[SOLVED] Information Sources on Token Parsing Patterns

Information Sources on Token Parsing Patterns

To make a long story short, it looks as if I am going to be responsible for rewriting a text parsing engine where I work.

So, much like you imagine: A block of text comes in, there are custom tags in this text, some simple one-off replaces, some blocks with content, some nesting, etc. Some tags have argument/value pairs, etc.

While I have been coding for years, and would say I'm a mid-level regex user; I am the first to admit that hardcore text parsing is not my forte. And this needs to be fast, so optimization is a concern.

I am looking for information sources on patterns and commentary for this kind of parsing.
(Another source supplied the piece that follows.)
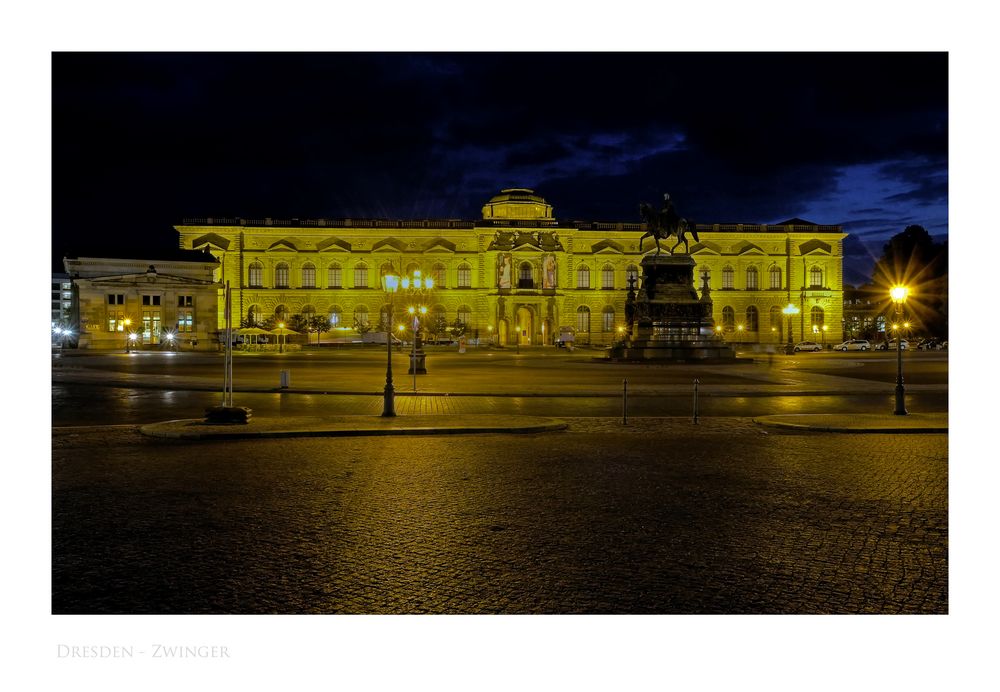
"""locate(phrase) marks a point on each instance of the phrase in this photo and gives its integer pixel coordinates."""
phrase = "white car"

I'm willing to read over anything that any of you offer. I need to educate myself before I even begin contemplating how to tackle this.

Thanks so much, in advance.

Solution

If this gets a little more complex than what you can do with a simple state machine that one person can easily understand i would suggest using a tool to generate tokenizers: flex/jflex/etc.

You can also create a hand crafted top down parser if speed is a very big concern or you can use a parser generator (ANTLR for example and the like). A hand craft parser is usually faster but has the potential to create some nasty corner cases :). You will need a good set of test cases for it.

I do recommend that you start from here: Parsing on wikipedia. Look at recursive descent parsing (it easier to write by hand and comprehensible if your language is not really complex).